Seriously. It takes maybe an hour to put a rifle together while BS'ing around and looking for the darn torque wrench. Compare that to building a custom Mauser, which requires a recovery time and possibly rehab after removing the old barrel.

If building I'd suggest buying a complete upper first time out. You might save some $ or not, but you would know that the barrel and bolt headspace properly, and that the FSB was on straight and gas tube not canted. Well, you'd hope so anyway.

I'm not quite up to headspacing the barrel into the extension or drilling the gas port yet. For one thing, I'd want a jig to get everything lined up properly. But barrels usually come with extension spaced on, pin installed, and port drilled.

Before my enthusiasm runs away and I build another one right now, I do want to say that if you didn't spend years slinging one of these for a job then they might not be the best home defense arm. The ergonomics, while good, are a learned behavior and that takes a while. A Remmy 870 is darn near instinctual, and with buckshot and a light on a short barrel just as effective a weapon.
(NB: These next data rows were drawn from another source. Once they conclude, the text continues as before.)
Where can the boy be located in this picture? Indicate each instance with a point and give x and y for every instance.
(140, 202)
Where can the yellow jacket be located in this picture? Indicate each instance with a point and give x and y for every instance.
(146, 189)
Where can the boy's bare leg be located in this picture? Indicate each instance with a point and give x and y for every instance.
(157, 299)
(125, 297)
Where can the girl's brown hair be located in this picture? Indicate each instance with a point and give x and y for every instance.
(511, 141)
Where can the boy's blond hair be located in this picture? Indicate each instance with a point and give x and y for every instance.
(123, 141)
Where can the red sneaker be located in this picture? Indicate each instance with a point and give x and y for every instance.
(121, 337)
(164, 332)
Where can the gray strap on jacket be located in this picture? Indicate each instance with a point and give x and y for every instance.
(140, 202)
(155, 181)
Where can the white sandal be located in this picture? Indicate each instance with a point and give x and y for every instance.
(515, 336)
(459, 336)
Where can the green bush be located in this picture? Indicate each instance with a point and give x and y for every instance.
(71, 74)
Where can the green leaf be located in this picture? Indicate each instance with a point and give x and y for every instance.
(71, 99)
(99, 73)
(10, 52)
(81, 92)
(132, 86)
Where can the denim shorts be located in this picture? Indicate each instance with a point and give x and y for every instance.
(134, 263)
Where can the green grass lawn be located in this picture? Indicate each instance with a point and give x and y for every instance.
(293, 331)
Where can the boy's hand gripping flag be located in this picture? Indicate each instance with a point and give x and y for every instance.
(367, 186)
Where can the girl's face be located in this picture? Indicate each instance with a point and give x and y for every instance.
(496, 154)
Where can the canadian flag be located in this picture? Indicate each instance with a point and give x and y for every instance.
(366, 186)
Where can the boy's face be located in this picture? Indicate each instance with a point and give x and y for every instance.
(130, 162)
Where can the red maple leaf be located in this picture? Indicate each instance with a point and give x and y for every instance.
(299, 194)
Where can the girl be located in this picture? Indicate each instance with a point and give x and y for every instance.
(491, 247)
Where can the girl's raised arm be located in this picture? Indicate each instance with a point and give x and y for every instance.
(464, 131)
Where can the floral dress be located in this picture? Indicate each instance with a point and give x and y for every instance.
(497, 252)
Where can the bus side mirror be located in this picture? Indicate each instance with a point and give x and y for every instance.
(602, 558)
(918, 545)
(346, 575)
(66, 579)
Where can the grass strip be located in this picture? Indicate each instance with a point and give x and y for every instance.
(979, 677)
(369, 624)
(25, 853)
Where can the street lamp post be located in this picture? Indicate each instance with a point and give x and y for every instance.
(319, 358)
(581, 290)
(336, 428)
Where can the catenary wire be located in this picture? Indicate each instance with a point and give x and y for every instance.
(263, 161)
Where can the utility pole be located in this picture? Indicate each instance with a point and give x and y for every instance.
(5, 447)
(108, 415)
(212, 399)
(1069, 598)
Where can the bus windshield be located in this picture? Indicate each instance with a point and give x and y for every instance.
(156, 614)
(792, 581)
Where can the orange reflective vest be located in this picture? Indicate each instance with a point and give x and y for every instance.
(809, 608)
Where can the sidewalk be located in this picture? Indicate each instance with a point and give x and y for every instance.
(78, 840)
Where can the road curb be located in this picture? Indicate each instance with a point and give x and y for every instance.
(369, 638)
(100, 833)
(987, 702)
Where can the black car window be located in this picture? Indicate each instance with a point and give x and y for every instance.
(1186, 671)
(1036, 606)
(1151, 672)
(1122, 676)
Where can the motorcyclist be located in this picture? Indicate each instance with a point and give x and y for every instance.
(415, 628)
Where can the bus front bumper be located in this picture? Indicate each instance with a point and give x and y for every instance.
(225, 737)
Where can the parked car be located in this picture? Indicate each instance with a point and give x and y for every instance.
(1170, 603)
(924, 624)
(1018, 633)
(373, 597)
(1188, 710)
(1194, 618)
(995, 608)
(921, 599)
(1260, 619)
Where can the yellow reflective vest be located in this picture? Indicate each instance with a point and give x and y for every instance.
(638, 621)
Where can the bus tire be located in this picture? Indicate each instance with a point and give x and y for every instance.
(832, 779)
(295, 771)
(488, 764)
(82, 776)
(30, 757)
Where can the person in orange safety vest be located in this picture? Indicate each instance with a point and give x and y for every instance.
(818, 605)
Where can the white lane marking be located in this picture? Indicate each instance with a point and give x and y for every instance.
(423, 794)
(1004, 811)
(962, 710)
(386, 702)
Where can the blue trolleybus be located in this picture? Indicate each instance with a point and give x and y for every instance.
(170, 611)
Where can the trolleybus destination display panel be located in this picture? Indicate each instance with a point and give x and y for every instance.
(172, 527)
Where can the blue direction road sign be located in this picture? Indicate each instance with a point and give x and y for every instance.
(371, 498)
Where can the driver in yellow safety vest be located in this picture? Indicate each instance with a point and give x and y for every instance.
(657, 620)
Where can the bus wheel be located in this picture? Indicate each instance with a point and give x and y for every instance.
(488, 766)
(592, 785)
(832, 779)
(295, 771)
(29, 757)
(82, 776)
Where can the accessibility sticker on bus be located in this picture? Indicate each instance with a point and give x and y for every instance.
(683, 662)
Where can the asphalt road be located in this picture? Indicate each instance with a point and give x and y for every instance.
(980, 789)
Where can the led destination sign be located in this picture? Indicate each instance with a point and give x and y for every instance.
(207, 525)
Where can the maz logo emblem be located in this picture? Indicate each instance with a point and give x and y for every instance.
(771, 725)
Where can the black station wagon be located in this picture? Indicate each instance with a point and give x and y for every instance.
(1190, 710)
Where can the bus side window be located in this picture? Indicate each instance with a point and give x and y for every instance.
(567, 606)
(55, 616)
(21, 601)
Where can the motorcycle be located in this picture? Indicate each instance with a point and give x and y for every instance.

I carried one of these for almost 14 years so I don't need to be awake to work the gun; I can devote whatever brain cells are online to deciding who and if to shoot rather than working the mechanics. I'm pretty sure I'd rather have an AR than a pistol at the bedside truth be told, but the AR doesn't fit in the safe in the nightstand.

OK, I'm safe from building another one. The barrel I'd want isn't in stock. :)
 

TheSwampFox

New Member
Dayman you might be onto something with that build party idea :lol:
I kinda did a couple of them already when buddies wanted to build one but didn't know where start or wanted to see how difficult it was before jumping in.

To piggy back on what rotarymike said I agree these things take thousands of rounds to get the mechanics and mussel memory down and that is just for normal operations. Throw in a couple of malfunctions and you could be left scratching your head instead of addressing the threat. My step dad was bolt action/shotgun guy all his life. He saw my AR and wanted one for home defense. The only problem was he fired it so rarely when we did take it out he would forget simple things like how to release to bolt after it locked back. I traded him a Ruger Mini-14 for it and he does much better with it. I think the Ruger is just simpler.

Don't get me wrong I'm not saying don't buy an AR just be prepared to do a lot of practice. A .22 conversion is (or was) a good way to get cheap practice. These days .223 ammo is easier to find than .22.